Semantic versioning allows us to use branch names and tag releases for our various modules based on their own lifecycles. We don't need a new branch for each new major version of Drupal, and we can distribute more predictable updates to end users through Composer with major, minor, and patch versions of our modules.

When we first switched to semantic versioning, we created new branches based on the minor version. Thus, we went from an 8.x-2.x branch off of which we tagged releases to a 3.0.x branch. We never quite knew when to tag a patch versus a minor release in this scenario (i.e., 3.0.1 vs. 3.1.0) and created a situation where we'd have more branches to maintain than we really cared to (3.0.x, 3.1.x, 3.2.x, etc.).

We determined instead to start creating branches named only for the major version (3.x, 4.x, etc.) with release tags that still primarily use minor versions (3.0.0, 3.1.0, 3.2.0, etc.). This will permit us to focus on maintaining a single branch for each module until we need to introduce breaking changes while accommodating the occasional need to backport bug fixes to previous minor versions.
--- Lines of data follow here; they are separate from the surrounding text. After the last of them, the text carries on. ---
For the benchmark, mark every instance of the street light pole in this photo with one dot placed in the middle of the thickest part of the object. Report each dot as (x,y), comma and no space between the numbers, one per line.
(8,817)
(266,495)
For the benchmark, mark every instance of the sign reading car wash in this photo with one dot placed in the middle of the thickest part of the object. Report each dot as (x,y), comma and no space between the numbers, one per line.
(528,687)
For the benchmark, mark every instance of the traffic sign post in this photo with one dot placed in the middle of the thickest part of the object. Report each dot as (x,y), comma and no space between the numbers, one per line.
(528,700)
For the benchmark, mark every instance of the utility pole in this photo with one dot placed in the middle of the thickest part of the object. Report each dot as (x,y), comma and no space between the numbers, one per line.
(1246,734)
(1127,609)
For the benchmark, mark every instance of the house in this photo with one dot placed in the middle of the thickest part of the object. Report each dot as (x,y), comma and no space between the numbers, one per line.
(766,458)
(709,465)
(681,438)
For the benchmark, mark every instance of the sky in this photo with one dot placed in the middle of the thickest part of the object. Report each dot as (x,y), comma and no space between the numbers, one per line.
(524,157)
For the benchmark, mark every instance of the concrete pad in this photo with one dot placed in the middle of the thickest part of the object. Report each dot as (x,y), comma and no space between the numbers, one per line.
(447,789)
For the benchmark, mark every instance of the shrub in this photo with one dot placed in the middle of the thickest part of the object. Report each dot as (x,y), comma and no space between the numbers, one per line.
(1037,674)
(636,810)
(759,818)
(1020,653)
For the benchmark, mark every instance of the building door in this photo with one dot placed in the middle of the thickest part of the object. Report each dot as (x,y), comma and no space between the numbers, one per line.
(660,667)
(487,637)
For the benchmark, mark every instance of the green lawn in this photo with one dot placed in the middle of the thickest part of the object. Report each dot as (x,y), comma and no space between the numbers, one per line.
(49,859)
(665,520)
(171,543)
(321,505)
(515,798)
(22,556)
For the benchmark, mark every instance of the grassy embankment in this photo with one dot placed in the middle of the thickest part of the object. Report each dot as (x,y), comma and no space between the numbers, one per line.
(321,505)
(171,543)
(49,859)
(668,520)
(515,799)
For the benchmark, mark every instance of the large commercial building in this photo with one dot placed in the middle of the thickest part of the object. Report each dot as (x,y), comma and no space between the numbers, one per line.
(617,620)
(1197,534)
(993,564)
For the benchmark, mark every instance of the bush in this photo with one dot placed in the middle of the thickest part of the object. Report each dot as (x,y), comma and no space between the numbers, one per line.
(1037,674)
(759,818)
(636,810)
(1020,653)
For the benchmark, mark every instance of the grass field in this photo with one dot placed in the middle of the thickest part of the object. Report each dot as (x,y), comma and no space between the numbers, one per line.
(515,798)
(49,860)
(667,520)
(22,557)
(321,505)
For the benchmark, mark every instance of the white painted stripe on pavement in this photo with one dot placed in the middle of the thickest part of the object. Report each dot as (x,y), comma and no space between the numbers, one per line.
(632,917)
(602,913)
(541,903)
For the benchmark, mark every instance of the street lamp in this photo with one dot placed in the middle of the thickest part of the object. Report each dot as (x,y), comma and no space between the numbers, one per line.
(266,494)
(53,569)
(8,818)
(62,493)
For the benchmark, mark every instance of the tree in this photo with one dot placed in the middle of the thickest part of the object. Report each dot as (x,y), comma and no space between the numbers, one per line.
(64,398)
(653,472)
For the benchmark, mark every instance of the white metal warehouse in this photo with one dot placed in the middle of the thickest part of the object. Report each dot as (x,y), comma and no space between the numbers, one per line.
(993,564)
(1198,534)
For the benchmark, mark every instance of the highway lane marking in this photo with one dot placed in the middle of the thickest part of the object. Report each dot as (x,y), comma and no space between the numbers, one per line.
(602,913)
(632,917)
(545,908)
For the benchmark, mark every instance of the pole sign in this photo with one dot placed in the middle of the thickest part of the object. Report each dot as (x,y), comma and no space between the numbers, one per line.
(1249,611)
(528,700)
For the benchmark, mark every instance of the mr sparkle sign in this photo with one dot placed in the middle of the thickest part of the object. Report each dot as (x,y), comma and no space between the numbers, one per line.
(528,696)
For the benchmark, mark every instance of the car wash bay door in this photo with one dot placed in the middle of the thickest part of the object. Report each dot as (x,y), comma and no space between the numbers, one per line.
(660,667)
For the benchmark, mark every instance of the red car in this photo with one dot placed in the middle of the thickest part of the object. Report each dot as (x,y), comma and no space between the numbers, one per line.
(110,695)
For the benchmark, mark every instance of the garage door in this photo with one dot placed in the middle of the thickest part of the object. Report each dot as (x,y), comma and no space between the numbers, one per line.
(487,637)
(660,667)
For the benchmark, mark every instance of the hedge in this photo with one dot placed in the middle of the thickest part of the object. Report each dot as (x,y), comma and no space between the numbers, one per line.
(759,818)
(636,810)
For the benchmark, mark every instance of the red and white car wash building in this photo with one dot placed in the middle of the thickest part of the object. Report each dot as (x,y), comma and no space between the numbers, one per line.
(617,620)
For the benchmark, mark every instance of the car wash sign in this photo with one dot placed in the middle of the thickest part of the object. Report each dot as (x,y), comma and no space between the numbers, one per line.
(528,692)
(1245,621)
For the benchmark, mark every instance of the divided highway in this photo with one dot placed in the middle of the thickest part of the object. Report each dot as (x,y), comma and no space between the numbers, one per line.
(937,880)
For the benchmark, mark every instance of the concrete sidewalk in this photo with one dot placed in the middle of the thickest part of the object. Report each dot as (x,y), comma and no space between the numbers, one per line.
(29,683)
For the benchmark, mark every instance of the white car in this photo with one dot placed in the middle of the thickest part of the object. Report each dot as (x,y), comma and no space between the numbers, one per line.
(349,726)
Backporting critical fixes

Thus, if we need to resolve a security issue impacting multiple minor versions of a module, we would apply the fix to a major version branch (2.x) to incorporate it into its next minor version release (2.2.0) and create new branches from any relevant minor version commit hashes to backport the fix into patch releases (2.0.1 and 2.1.1).

This approach allows developers to require our modules with version constraints that accept critical fixes through patch release updates vs. minor releases, which often have new features or potential UX changes they would need to review before deploying to production.

Updating existing modules

As we package new releases of our contributed modules, we will update the branch names in those projects until we achieve the same pattern across our entire ecosystem. We'd love for other contributors to do the same.

Essentially, if you have new commits in a 2.0.x branch that have not been packaged into a release yet, you would tag one final release (e.g., 2.0.3) then checkout a 2.x branch for subsequent development. From that branch you would then tag a 2.1.0, 2.2.0, etc. release as you make improvements to the module, using the strategy outlined above for backporting critical fixes to previous minor versions.

Thanks to Tom Ashe, Jakub Piasecki, and Jonathan Sacksick for their direction and implementation of this plan.